The Institute cites that Cook "was suspended for allegedly violating the school’s weapons policy against dangerous objects, in addition to being ordered to undergo counseling, and subjected to intimidation tactics, interrogation, and dire threats by school officials — all without his mother being present."

I'm still stuck on the fact that a non-firing toy gun somehow violates a school's weapons policy.

2013 featured many similar suspensions. A 5-year-old boy at Pinewood Elementary School in Mount Holly, N.C., received an in-school suspension for turning his hand into the shape of a gun and gesturing while playing on the playground.
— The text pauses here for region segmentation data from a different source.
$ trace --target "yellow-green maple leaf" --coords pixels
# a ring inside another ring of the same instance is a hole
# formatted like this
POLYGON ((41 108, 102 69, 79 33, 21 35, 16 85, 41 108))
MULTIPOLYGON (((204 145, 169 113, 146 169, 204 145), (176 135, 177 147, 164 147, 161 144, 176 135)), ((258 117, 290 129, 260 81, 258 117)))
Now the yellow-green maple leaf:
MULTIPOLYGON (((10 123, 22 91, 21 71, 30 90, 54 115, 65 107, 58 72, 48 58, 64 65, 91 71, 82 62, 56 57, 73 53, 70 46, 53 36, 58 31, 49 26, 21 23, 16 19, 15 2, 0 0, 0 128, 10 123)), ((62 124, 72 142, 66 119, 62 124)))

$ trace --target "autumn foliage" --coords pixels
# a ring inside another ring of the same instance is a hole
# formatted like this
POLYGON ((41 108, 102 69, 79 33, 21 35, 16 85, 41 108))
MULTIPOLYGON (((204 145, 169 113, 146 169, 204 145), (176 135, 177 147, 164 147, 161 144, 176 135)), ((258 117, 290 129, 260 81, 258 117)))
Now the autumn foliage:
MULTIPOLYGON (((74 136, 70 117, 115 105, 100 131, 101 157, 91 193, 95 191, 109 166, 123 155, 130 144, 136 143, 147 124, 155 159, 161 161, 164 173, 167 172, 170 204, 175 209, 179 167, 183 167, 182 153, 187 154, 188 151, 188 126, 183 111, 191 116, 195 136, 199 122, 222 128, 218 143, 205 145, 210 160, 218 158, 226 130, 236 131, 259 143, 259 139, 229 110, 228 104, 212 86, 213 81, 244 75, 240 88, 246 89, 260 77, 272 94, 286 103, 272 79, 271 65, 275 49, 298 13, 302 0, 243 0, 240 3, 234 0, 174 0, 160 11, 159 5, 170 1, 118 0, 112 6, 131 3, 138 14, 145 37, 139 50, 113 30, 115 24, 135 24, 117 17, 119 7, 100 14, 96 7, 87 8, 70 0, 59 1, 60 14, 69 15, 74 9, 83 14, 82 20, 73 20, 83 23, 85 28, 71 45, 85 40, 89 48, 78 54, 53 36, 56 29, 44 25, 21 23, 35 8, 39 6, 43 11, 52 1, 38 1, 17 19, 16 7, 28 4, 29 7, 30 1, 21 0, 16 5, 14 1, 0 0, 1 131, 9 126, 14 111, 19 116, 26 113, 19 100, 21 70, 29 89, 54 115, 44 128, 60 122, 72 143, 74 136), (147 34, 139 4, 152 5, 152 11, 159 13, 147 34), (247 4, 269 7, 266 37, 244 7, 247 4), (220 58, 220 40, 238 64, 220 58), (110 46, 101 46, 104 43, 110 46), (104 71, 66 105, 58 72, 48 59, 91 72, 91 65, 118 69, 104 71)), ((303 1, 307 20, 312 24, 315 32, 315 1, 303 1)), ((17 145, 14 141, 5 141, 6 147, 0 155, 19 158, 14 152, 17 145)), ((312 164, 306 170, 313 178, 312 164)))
Eight-year-old Jordan Bennett got a one-day suspension from Harmony Community School in St. Cloud, Fla., when he made a similar gesture with his hand while playing cops and robbers.

Seventh-grader Joseph Lyssikatos received a three-day suspension from Alan Shawn Feinstein Middle School in Coventry, R.I., after a key chain with a toy gun roughly two inches long fell out of his schoolbag while in class.

And second-grader Josh Welch was suspended for two days from Park Elementary School in Baltimore when the strawberry tart he was trying to turn into the shape of a mountain looked like a gun.

What in heaven's name is happening in our schools? Innocent plastic toy guns, gun gestures during games of cops and robbers and gun key chains have somehow become "dangerous"?

How so? What harm are they inflicting? How is a child's pastry taking the shape of a gun suspension-worthy?

As a kid, I played plenty of games of cops and robbers during school recess.

In middle school, I rarely went anywhere without my water gun in hand or belt. I had a charm key chain in high school; one of those many charms happened to be a gun.

For many years growing up, I had a "Terminator" T-shirt with a big, fat gun logo right in the middle of it.

Guess what? I've never shot a real gun in my life. Playing with water guns didn't somehow pique my interest in real guns, nor did playing cops and robbers inspire me to rob a bank.

I was just a kid, playing a game, having a good time with friends, wearing clothes or jewelry I liked. I didn't have an agenda, nor did my parents. And I'm very lucky that the schools I went to didn't assume that we did.

Good school administrators and teachers today have plenty of real difficulties on their hands. Be they students with learning challenges, packed classrooms, kids with absentee parents or imposed federal standards that limit teacher in-class flexibility – these problems are real and require attention, discipline and problem-solving. Whether a student fashions a gun out of spaghetti and meatballs at lunch shouldn't be on that list.

Also, exactly what message are we sending to kids with these suspensions? That toy guns and guns made out of food or hand gestures are somehow dangerous?

That all real-life guns are bad and the mere thought of them is worthy of punishment?

What about the guns those children’s parents may be using to defend their homes?

I strongly support responsible conversations about guns between children and their parents or guardians. I also fully support school administrators tackling real violence and real threats of violence on school grounds very seriously. These are not matters to be taken lightly. But suspending children for innocent games of cops and robbers sends the wrong message on a topic where the right message is so important.

After being suspended because the gun key chain he won at an arcade fell out during class, Joseph Lyssikatos told NBC 10 News, "I didn't know that [there] was anything wrong with it."

This former administrator and teacher couldn't agree with him more.